Sorry for the extreme confusion. You mentioned making a "great album". When artists go to make a "great album" they need to use great tools. Great tools are expensive. Ergo, 1000 dollars isn't going to do it.
"There's a lot more to recording a band than having an expensive microphone."
Indeed there is. Great point. Really great. Having _multiple_ good microphones is just one tiny necessity. It's just one tiny expense compared to everything else, and so that is why I linked to _one_ item. Do you want me to provide links to mixing boards, high-end reel-to-reels, synths, pianos, rental prices on orchestras, estimated costs of studio musicians, singers, engineers, producers, etc, etc? Because all of those things cost more than even very expensive microphones.
myname: You are correct. To get a "studio-quality" recording, you'll need lots of expensive equipment.
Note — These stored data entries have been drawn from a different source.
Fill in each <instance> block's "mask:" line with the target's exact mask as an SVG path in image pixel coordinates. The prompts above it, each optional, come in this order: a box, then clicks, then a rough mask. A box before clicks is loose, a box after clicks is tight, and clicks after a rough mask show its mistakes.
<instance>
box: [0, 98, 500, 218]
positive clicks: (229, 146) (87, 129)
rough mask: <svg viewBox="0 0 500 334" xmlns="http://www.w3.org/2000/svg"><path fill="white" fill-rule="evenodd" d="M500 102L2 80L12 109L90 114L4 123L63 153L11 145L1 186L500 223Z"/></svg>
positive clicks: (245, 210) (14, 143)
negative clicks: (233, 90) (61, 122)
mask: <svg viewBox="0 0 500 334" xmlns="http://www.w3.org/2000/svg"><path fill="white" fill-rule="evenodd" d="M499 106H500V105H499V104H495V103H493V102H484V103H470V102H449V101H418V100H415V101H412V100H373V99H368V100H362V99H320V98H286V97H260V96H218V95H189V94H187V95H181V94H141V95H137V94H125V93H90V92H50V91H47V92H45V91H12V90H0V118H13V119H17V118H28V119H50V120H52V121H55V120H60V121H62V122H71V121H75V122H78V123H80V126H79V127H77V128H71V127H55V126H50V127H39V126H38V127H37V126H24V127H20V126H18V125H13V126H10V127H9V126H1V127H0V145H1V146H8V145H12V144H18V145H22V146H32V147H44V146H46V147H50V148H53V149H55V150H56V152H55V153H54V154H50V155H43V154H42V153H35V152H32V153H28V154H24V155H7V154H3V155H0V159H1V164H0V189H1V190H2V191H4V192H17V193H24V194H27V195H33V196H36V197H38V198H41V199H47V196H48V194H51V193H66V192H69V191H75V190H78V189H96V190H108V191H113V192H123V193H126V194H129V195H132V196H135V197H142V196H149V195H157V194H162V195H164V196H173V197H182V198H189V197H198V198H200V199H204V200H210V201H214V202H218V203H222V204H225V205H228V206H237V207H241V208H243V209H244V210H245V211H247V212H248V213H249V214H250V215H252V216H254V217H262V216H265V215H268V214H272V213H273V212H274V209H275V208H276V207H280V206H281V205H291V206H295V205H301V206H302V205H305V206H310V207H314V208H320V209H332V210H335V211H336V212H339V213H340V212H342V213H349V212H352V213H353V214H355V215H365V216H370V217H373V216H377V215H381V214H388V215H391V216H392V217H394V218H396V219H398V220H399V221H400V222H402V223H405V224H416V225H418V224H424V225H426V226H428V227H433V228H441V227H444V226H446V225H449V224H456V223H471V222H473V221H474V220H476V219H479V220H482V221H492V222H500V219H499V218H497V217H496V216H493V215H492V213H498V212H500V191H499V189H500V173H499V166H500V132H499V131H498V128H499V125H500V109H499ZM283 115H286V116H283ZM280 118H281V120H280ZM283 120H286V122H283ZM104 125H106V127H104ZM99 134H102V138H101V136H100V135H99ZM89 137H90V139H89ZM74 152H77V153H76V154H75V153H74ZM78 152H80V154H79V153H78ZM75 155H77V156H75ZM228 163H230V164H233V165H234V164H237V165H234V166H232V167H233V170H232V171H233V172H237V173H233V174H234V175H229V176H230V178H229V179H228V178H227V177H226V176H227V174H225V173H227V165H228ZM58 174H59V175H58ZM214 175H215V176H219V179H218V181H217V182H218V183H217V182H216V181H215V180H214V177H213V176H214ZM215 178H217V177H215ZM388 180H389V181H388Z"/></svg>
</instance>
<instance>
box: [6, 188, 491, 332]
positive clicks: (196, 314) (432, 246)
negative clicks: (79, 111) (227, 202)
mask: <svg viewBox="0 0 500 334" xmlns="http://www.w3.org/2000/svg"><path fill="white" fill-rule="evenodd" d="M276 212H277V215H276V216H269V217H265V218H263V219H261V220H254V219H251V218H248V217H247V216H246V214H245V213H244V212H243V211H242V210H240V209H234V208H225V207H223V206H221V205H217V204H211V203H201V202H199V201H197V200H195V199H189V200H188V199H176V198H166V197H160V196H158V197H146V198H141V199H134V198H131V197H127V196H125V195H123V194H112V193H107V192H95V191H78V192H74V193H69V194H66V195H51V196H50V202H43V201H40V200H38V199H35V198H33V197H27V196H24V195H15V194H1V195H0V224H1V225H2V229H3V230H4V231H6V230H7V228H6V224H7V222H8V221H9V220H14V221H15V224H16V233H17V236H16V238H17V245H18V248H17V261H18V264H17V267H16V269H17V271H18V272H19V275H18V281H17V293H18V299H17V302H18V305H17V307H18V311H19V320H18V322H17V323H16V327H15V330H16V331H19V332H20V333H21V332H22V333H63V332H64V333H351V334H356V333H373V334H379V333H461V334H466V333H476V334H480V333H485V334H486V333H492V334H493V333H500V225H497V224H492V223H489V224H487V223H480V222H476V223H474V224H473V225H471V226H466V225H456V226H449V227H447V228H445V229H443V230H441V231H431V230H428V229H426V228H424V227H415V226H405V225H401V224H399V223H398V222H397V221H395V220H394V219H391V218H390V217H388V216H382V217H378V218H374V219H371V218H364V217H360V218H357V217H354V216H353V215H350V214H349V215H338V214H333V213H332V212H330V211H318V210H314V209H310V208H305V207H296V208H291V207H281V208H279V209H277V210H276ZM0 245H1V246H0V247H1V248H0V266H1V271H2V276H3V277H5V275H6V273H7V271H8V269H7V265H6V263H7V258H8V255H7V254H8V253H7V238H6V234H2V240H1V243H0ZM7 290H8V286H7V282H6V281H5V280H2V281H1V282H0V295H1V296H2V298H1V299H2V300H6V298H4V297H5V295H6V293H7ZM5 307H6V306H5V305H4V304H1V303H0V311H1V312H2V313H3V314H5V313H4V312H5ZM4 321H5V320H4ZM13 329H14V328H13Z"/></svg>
But you've obviously missed the idea: the gap between what you can make with mediocre equipment and top-notch equipment is closing fast. In the old days, you needed good mics because analog equipment needed high quality input. With digital processing and recording, you can get close with a mic that costs $200 (which, if you had a good marketplace for borrowing/sharing equipment, you might only pay $5 for the weekend).
Yeah I'm with far33d. To make a "great album" doesn't take that much money. I bet only a small percentage of people could tell the difference between a good basement recording and a real nice studio.
No. In the old days, home equipment had one track, and studio equipment had one track. Sgt. Pepper was recorded on a 4-track--what distinquished them were the things that you just can't get in your garage: Studio-quality accoustics, a vast array of equipment, world-class instruments and studio musicians, producers, arrangers, etc.
Yeah, if you want to be the next White Stripes, okay, maybe you can pull it off. But then you aren't dealing with "great albums" by any measure.
Sorry about all this; it just bugs me when people think things come cheap when they don't.
"There's a lot more to recording a band than having an expensive microphone."
Indeed there is. Great point. Really great. Having _multiple_ good microphones is just one tiny necessity. It's just one tiny expense compared to everything else, and so that is why I linked to _one_ item. Do you want me to provide links to mixing boards, high-end reel-to-reels, synths, pianos, rental prices on orchestras, estimated costs of studio musicians, singers, engineers, producers, etc, etc? Because all of those things cost more than even very expensive microphones.
Hope I've cleared up the bewilderment.